It is good news for the people of Egypt that the British Foreign and Commonwealth Office is now allowing tourists to visit several more destinations in Egypt as well as Sharm el Sheikh and Hurghada. The ban is still in place for Cairo which might seem a little strange since there would appear to be many capital cities in the world that pose greater risks to tourists.
To the best of our knowledge, the number of foreign tourists killed or injured during the period since the fall of Mubarak is zero.
That is not to say Egypt is an entirely safe place to visit though. Just take a look at the following:
- In 2011, eleven Hungarian tourists were killed and 27 injured when a bus travelling at high speed went out of control on a ringroad in Hurghada.

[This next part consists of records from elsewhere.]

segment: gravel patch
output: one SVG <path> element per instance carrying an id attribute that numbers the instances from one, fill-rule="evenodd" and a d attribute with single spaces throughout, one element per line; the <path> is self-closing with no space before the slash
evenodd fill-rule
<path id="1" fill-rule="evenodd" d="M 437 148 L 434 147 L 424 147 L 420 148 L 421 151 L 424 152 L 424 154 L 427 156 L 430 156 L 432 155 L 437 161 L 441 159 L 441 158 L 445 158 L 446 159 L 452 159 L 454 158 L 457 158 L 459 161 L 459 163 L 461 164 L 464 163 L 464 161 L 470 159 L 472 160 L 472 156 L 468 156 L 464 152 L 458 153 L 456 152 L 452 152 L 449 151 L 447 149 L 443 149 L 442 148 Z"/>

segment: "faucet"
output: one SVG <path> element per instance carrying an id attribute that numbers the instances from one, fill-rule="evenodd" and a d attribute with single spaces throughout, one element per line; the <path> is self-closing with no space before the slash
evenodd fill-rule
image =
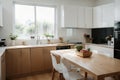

- In 2010, eight US tourists were killed in a bus accident in Aswan
- In 2012 five Germans were killed in bus accidents in Sharm el Sheikh and two Russians killed in Hurghada
And the list goes on. These are not cases of tourists driving badly, or of accidents on poor roads in the desert – most of them happened simply on coach transfers from the airport to the hotel in resorts which are newly-built and have fairly good roads.
The crash of a bus into a train at a level-crossing last weekend has again highlighted the serious problems with Egypt’s railways. The government needs to address this issue urgently. They also need to look carefully at the standard of driving. Taming the Cairo traffic would be a Herculean task but surely it is not beyond the skills of a competent government to ensure that foreigners arriving at Sharm el Sheikh or Hurghada airports can be transferred just a few miles to their hotels without undue risk.
Accidents to foreign tourists happen in any country – but there are rather too many happening in Egypt. Unfortunately, at the moment, most tourists run a far greater risk of being injured through the bad driving of their coach driver than they do in any political disturbance.